Getting into the city would not be hard. The brotherhood warriors would be eager to capture him. Convincing them he was Imoshen’s agent was another thing entirely. After what Charald had said about him, the brotherhoods would want to kill him on sight.
But surely the fact that he put himself at their mercy would prove he was Imoshen’s agent?
TOBAZIM GLANCED TO his choice-brother. Learon’s brooding worried him. Their stretch of wall-walk backed onto the ruined palace and was bound by a tower at each end. They must have walked it twenty times in silence. Not that Tobazim blamed him. Every time he tried to come up with a topic of conversation, all he could think of was Paravia with Kyredeon in the trysting bower. The bower had been dismantled now, but he still saw it in his mind’s eye.
When a patch of moonlight illuminated a man in a rowboat, it was a relief for Tobazim. He pointed. ‘Look.’
‘Could be another survivor from the estates,’ Learon said. Malaunje had been arriving in small parties; exhausted women with small children, old men leading boys. ‘Could be a Mieren spy.’
Tobazim and Learon watched as the oarsman came closer.
‘He’s using the causeway to hide him from the Mieren camp,’ Learon said.
The oarsman rowed closer to the
wall.
Tobazim leant over. ‘Who goes there?’
The oarsman peered up at them. Tobazim couldn’t make out his features, just the smudge that was his face.
‘I have a message for the causare,’ he called softly.
Tobazim glanced to Learon. ‘What do you think?’
‘Could be a Mieren ploy, but he’s only one man.’ Learon shrugged. ‘If he gives us trouble we can handle him.’
‘No. I meant should we take him straight to the causare?’
Learon hesitated, obviously torn. They had been raised to serve the brotherhood with unfaltering loyalty, but if they took him to Kyredeon, their all-father might use what he learnt for his own gain, rather than the protection of their people.
Learon came to a decision, straightened up and leaned over the wall. ‘Go to boat-house gate below. We’ll be right down.’
They knew their way through the ruined palace. Tobazim opened the gates and the oarsman rowed. As he secured the boat, his hood hid his features. He appeared to be unarmed, but there could have been anything under those furs. Tobazim and Learon kept their distance, hands on their knife hilts.
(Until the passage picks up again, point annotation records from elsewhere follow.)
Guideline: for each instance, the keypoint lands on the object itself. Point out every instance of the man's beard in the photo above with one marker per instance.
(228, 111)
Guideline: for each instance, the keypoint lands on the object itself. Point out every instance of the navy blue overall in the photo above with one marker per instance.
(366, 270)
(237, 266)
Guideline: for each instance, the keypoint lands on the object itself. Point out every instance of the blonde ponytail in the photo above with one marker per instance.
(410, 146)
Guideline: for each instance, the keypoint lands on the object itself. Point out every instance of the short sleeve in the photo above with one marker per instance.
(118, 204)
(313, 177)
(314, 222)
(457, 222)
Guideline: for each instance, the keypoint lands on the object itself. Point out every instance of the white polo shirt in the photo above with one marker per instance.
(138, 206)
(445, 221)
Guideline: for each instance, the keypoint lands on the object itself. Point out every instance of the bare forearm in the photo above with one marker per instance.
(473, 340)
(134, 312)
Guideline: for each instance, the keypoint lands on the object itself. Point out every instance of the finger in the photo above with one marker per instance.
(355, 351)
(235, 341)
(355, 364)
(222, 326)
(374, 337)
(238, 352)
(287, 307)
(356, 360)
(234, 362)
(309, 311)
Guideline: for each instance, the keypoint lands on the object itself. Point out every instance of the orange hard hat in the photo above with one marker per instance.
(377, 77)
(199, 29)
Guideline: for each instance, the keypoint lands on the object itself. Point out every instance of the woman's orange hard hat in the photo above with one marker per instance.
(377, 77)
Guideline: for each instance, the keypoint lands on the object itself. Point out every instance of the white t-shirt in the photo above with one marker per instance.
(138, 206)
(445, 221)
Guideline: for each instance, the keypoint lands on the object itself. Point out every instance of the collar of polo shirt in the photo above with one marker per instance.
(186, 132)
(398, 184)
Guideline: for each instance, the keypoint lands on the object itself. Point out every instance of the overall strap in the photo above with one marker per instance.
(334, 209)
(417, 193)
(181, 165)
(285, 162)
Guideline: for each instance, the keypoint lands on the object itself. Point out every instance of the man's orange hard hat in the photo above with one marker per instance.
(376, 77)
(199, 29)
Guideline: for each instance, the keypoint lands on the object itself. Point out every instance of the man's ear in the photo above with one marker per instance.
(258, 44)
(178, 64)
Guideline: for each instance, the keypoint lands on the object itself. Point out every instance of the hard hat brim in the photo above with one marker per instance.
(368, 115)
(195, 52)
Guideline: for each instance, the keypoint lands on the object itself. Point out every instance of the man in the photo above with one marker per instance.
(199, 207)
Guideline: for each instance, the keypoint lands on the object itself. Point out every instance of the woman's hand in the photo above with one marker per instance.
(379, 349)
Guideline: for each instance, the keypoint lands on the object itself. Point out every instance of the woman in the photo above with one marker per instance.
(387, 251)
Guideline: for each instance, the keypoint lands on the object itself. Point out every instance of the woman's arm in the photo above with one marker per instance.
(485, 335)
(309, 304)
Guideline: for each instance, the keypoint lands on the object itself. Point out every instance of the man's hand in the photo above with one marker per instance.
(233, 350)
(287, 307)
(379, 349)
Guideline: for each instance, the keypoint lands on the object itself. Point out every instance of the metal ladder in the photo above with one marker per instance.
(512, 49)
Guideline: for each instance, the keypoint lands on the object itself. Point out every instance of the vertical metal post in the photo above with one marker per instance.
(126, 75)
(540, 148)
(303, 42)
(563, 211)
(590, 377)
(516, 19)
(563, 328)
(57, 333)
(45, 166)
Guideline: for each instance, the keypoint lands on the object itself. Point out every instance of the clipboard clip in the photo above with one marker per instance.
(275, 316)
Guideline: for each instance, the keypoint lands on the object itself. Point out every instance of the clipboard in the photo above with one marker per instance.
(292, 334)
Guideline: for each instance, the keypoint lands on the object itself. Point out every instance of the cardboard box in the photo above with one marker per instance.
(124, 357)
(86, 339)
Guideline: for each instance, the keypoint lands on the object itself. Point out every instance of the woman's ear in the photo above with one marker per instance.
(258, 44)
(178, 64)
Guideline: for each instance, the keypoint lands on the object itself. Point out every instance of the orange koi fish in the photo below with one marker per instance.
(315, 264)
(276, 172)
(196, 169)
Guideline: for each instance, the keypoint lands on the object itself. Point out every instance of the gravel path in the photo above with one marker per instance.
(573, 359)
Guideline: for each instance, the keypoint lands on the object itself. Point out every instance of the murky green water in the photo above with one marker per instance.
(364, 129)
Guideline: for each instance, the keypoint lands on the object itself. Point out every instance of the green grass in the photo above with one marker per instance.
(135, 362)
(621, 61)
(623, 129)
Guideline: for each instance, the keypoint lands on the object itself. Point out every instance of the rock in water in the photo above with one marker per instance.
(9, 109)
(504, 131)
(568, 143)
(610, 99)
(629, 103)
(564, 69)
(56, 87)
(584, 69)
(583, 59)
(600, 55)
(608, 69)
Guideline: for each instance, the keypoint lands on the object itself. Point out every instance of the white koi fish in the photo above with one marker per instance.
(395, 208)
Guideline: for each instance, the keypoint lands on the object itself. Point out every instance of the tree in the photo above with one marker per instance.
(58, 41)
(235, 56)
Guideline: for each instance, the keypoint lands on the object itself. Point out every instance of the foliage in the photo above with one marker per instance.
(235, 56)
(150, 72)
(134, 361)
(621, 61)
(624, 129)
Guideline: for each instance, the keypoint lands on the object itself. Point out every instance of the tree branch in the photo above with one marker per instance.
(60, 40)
‘Who are you?’ Learon asked. ‘And how do we know you speak the truth?’
Keeping his head down, he climbed up beside them. ‘You aren’t going to like who I am, but you must believe me, I’m Imoshen’s spy and I need to see her.’
He pushed back the hood to reveal pure white hair and a face with one eye. Where the other eye had been was only smooth skin.
‘The Warrior’s-voice.’ Learon reached for his long-knife. ‘You sacrificed our people.’
Tobazim caught his arm. ‘Think, Lear. He’s here risking his life.’
Learon grimaced, but nodded.
‘Take me to Imoshen. I must get back before dawn.’
Chapter Ten
IMOSHEN AWOKE INSTANTLY, to find Arodyti by her bed.
‘We have the Warrior’s-voice,’ Arodyti said.
Frayvia gave a little gasp of surprise and sat up to light a candle.